Il ne fait pas bien chaud ce 31 octobre 1944, et l’hiver sera rude. Marthe Morel, dans le village de Faymont, a allumé sa cuisinière à bois. Pour se réchauffer bien sûr, mais aussi pour cuisiner…

Marthe Morel est la sœur de l’Angéline, la grand-mère de notre fratrie Jobert. Les Morel à Faymont, il y en a depuis bien longtemps, les archives qui pour l’instant remontent jusqu’au 16e siècle en comptent un certain nombre, y compris de nos jours. Le nom de Morel viendrait d’une couleur de peau plutôt sombre, un sobriquet de maure.
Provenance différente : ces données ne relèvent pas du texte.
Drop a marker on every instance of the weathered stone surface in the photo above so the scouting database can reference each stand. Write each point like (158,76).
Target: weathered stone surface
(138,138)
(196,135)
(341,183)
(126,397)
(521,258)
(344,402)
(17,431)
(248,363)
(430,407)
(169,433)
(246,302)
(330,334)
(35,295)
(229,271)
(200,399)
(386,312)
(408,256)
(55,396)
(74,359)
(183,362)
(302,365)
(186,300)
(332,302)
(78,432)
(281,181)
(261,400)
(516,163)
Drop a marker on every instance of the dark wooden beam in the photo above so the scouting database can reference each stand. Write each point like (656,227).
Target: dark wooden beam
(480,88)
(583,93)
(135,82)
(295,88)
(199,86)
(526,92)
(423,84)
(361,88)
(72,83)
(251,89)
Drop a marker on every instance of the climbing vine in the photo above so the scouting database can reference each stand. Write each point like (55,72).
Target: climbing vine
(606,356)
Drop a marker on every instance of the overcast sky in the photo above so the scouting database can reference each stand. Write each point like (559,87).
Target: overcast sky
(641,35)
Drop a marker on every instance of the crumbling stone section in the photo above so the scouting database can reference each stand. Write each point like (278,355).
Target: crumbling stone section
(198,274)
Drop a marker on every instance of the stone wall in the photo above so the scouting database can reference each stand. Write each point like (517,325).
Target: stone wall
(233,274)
carte d'identité Morel Marthe

carte d'identité verso Morel Marthe

permis de circuler de Marthe Morel début années 40

Faymont, pour les plus jeunes qui ne l’ont jamais visité, c’est ce village en haut du mont, comme son nom l’indique. A vélo, on y accède avec peine. Depuis Moffans, on prend la route de la scierie.

Les gens de Faymont n’étaient pas appréciés à Moffans, du moins pas par notre grand-mère l’Angéline ; elle nous interdisait à Roland et moi de fréquenter les filles de ce village. Mais aussi à notre sœur Brigitte et notre cousine Martine de regarder les jeunes gens de Faymont qui passaient, outrageuse provocation, devant chez nous dans l’unique rue. Pourtant, c’était là, à Faymont, qu’était sa maison natale, celle de sa sœur Marthe. Elle y avait de la famille, qu’il nous arrivait de visiter, vivants ou morts, à la Toussaint.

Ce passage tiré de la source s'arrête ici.